From cfd29fcdbf264eeb3599afad3fb83b045cad60bd Mon Sep 17 00:00:00 2001
From: Sam Foreman <saforem2@gmail.com>
Date: Thu, 9 Oct 2025 10:43:42 -0500
Subject: [PATCH 1/3] fix imports in `components/checkpoint.py`

---
 torchtitan/components/checkpoint.py | 48 +++++++++--------------------
 1 file changed, 15 insertions(+), 33 deletions(-)

diff --git a/torchtitan/components/checkpoint.py b/torchtitan/components/checkpoint.py
index 1b25aa3f54..9762b99882 100644
--- a/torchtitan/components/checkpoint.py
+++ b/torchtitan/components/checkpoint.py
@@ -23,10 +23,12 @@
     HuggingFaceStorageReader,
     HuggingFaceStorageWriter,
 )
-from torch.distributed.checkpoint._consolidate_hf_safetensors import (
-    consolidate_safetensors_files_on_every_rank,
-)
-from torch.distributed.checkpoint.staging import DefaultStager, StagingOptions
+try:
+    from torch.distributed.checkpoint.staging import DefaultStager, StagingOptions
+except:
+    from torch.distributed.checkpoint.staging import BlockingAsyncStager as DefaultStager
+    def StagingOptions(a, b, c, d):
+        return True
 from torch.distributed.checkpoint.state_dict import (
     get_model_state_dict,
     set_model_state_dict,
@@ -190,7 +192,6 @@ def __init__(
         ft_manager: FTManager | None = None,
     ) -> None:
         self.enable = checkpoint_config.enable
-        self.load_only = checkpoint_config.load_only
 
         self.ft_manager = (
             ft_manager.manager if ft_manager and ft_manager.enabled else None
@@ -356,23 +357,14 @@ def dcp_save(
             state_dict = self.sd_adapter.to_hf(state_dict)
 
             fqn_to_index_mapping = self.sd_adapter.fqn_to_index_mapping
-            if fqn_to_index_mapping:
-                storage_writer = HuggingFaceStorageWriter(
-                    path=os.path.join(checkpoint_id, "sharded"),
-                    save_distributed=True,
-                    fqn_to_index_mapping=fqn_to_index_mapping,
-                    enable_consolidation=False,
-                )
-            else:
-                # the reason for only enabling consolidation if there is
-                # no mapping is because no mapping implies that we save all fqns
-                # to one file.
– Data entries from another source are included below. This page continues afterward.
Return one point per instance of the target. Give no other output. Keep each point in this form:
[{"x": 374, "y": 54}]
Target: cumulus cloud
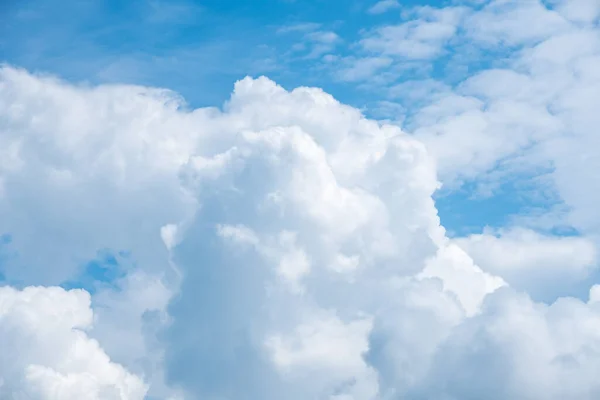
[
  {"x": 383, "y": 6},
  {"x": 543, "y": 266},
  {"x": 46, "y": 353},
  {"x": 285, "y": 246}
]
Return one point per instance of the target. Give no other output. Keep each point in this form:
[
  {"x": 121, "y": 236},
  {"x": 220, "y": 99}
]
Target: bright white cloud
[
  {"x": 47, "y": 355},
  {"x": 383, "y": 6},
  {"x": 419, "y": 39},
  {"x": 543, "y": 266},
  {"x": 296, "y": 242}
]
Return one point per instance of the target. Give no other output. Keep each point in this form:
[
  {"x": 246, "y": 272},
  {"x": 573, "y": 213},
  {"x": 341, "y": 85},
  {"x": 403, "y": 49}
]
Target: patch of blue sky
[
  {"x": 199, "y": 48},
  {"x": 104, "y": 271}
]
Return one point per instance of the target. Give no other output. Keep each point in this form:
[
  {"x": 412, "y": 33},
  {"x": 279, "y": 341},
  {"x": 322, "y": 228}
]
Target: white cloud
[
  {"x": 309, "y": 255},
  {"x": 383, "y": 6},
  {"x": 419, "y": 39},
  {"x": 540, "y": 265},
  {"x": 46, "y": 353}
]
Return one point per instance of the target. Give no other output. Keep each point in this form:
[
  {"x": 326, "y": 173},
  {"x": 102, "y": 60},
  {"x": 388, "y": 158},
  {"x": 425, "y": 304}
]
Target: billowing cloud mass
[
  {"x": 284, "y": 246},
  {"x": 46, "y": 353}
]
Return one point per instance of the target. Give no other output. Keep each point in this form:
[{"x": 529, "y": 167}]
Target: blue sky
[
  {"x": 342, "y": 200},
  {"x": 199, "y": 48}
]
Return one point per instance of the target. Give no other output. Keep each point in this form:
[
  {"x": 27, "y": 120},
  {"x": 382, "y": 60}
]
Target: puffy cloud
[
  {"x": 383, "y": 6},
  {"x": 284, "y": 246},
  {"x": 46, "y": 353},
  {"x": 520, "y": 349},
  {"x": 543, "y": 266},
  {"x": 421, "y": 38}
]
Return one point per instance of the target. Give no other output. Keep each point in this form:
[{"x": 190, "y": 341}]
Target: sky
[{"x": 338, "y": 200}]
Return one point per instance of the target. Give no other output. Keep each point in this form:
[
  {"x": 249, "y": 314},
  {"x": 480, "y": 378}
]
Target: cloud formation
[
  {"x": 46, "y": 353},
  {"x": 285, "y": 246}
]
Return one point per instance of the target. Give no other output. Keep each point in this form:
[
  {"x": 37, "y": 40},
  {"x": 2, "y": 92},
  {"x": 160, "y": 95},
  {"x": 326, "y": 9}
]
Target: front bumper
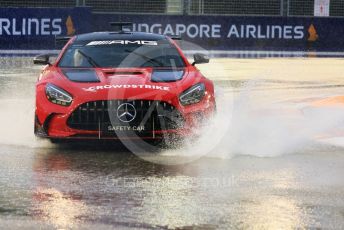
[{"x": 54, "y": 121}]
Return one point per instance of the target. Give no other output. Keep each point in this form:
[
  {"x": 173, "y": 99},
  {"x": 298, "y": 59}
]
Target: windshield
[{"x": 96, "y": 54}]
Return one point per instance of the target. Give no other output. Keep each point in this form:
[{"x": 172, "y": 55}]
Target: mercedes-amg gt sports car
[{"x": 113, "y": 85}]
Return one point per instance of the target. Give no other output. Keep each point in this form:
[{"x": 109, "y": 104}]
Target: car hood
[{"x": 133, "y": 83}]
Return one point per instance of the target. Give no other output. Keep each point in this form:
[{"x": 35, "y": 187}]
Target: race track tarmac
[{"x": 270, "y": 159}]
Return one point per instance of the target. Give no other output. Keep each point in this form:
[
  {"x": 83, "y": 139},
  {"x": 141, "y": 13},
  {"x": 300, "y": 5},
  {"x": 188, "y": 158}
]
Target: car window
[{"x": 119, "y": 55}]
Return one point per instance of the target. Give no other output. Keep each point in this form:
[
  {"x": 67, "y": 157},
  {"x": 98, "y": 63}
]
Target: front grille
[{"x": 100, "y": 115}]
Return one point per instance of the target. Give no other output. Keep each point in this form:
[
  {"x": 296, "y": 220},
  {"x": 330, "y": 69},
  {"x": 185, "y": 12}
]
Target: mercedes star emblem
[{"x": 126, "y": 112}]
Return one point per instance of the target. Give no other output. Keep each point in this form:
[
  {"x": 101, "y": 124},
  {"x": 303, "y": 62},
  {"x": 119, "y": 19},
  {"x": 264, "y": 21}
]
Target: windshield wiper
[
  {"x": 151, "y": 60},
  {"x": 88, "y": 58}
]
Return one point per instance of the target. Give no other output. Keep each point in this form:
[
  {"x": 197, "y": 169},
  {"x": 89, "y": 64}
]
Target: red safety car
[{"x": 121, "y": 85}]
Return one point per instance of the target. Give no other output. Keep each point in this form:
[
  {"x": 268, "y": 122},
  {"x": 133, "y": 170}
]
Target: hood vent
[
  {"x": 81, "y": 75},
  {"x": 114, "y": 73}
]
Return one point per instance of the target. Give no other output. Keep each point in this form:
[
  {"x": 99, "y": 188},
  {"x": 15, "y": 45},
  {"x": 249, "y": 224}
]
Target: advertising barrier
[{"x": 36, "y": 28}]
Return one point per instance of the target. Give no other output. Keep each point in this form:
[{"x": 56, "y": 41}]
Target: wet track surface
[{"x": 255, "y": 178}]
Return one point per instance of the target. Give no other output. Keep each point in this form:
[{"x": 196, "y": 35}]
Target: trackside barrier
[{"x": 36, "y": 28}]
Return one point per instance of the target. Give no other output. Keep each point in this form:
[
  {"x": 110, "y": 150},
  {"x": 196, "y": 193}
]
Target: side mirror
[
  {"x": 200, "y": 59},
  {"x": 42, "y": 59}
]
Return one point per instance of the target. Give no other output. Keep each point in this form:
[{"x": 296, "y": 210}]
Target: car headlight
[
  {"x": 192, "y": 95},
  {"x": 58, "y": 96}
]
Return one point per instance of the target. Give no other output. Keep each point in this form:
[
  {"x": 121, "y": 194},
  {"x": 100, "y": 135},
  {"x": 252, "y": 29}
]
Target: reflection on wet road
[{"x": 106, "y": 187}]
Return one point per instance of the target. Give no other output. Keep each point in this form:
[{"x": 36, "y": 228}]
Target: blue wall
[{"x": 33, "y": 28}]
This means we only need one rank to consolidate.
-                # Otherwise we should use consolidate_safetensors_files_on_every_rank
-                storage_writer = HuggingFaceStorageWriter(
-                    path=checkpoint_id,
-                    save_distributed=True,
-                    enable_consolidation=True,
-                )
+
+            storage_writer = HuggingFaceStorageWriter(
+                path=checkpoint_id,
+                save_distributed=True,
+                fqn_to_index_mapping=fqn_to_index_mapping,
+                enable_consolidation=True,
+                thread_count_consolidation=5,
+            )
 
         else:
             checkpoint_save_id = checkpoint_id
@@ -400,14 +392,6 @@ def dcp_save(
                 checkpoint_id=checkpoint_save_id,
             )
 
-        if to_hf and self.sd_adapter.fqn_to_index_mapping:
-            consolidate_safetensors_files_on_every_rank(
-                input_dir=os.path.join(checkpoint_id, "sharded"),
-                output_dir=checkpoint_id,
-                fqn_to_index_mapping=self.sd_adapter.fqn_to_index_mapping,
-                num_threads=5,
-            )
-
         if enable_garbage_collection:
             GarbageCollection.collect("GC collection invoked by checkpointer.")
 
@@ -495,7 +479,6 @@ def save(self, curr_step: int, last_step: bool = False) -> None:
                 )
                 self.save_future = result.upload_completion
                 self.staging_future = result.staging_completion
-                self.staging = True
             elif self.async_mode == AsyncMode.ASYNC:
                 GarbageCollection.collect("GC collection invoked by checkpointer.")
                 self.save_future = self.dcp_save(
@@ -617,7 +600,6 @@ def maybe_wait_for_staging(self) -> None:
         """
         if self.enable_staging and self.staging:
             self.staging_future.result()
-            self.staging = False
 
     def _find_load_step(self, folder: str = "") -> int:
         """Find the step to load the checkpoint for.
@@ -762,7 +744,7 @@ def _save_last_step(self, curr_step: int) -> None:
         )
 
     def _should_save(self, curr_step: int, last_step: bool = False) -> bool:
-        if not self.enable or self.load_only:
+        if not self.enable:
             return False
 
         if curr_step == 1 and self.enable_first_step_checkpoint:

From 443d5a7b2d6d1cac3a0cab5b85d40d8346202379 Mon Sep 17 00:00:00 2001
From: Sam Foreman <saforem2@gmail.com>
Date: Thu, 9 Oct 2025 10:44:01 -0500
Subject: [PATCH 2/3] fix `distributed/pipeline_parallel.py`

---
 torchtitan/distributed/pipeline_parallel.py | 11 +++++++----
 1 file changed, 7 insertions(+), 4 deletions(-)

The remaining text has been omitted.